Buenos dias que tal? soy andres nuevo en el foro, soy estudiante de utn de cordoba y estoy realizando un proyecto para presentar que consiste en un medidor de distancias por ultrasonido utilizando dos transductores uno para el receptor utilizando en el circuito los ci lm 567 y lm358 y en el emisor lm567 , a la distancia la calculo utilizando un astable y un monoestable. La salida del monoestable es el pulso con la distancia  que es la pata 3 del monoestable (555) ,
La pregunta que les hago es , como haria la coneccion de la pata 3 al puerto paralelo para que se pueda ver en la pc ese pulso o bit , y donde podria conseguir el codigo fuente para programar una interfaz que me muestre ese bit, alguien sabe como haer eso? desde ya muchas graciass


----------



## tecnogirl (Nov 23, 2009)

Conectas la salida del pin 3 del LM555 a cualquiera de los pines del puerto de estado del puerto paralelo (status register)(mira el esquema adjunto). Luego lees la informacion de ese puerto y enmascaras el bit respectivo y eso es todo.
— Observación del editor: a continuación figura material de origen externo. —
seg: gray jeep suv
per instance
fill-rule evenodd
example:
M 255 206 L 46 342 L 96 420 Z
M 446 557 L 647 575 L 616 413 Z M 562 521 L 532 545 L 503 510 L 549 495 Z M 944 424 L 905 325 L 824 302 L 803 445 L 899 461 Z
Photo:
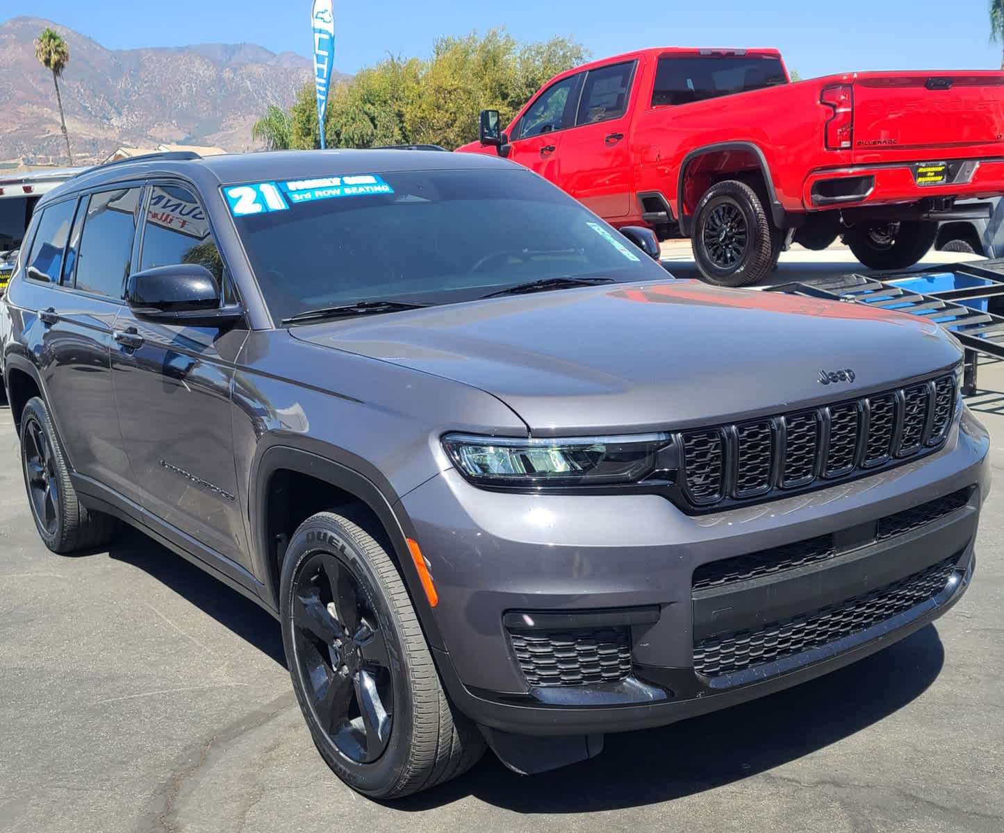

Para la programacion, busca aqui en el Foro o en Google "programing parallel port". Salu2.


----------



## X_Xime (Dic 28, 2009)

yo tengo una duda acerca del lm567, se coloca en uno al momento de detectar la frecuencia establecida????
he pasado mucho tiempo acondicionando unos sensores ultrasonicos y no se que se obtiene en la salida???
gracias por su ayuda


----------



## tecnogirl (Dic 29, 2009)

X_Xime: Efectivamente, la salida del LM567 cambia de estado cuando la señal de entrada coincide con la frecuencia programada. Salu2.


----------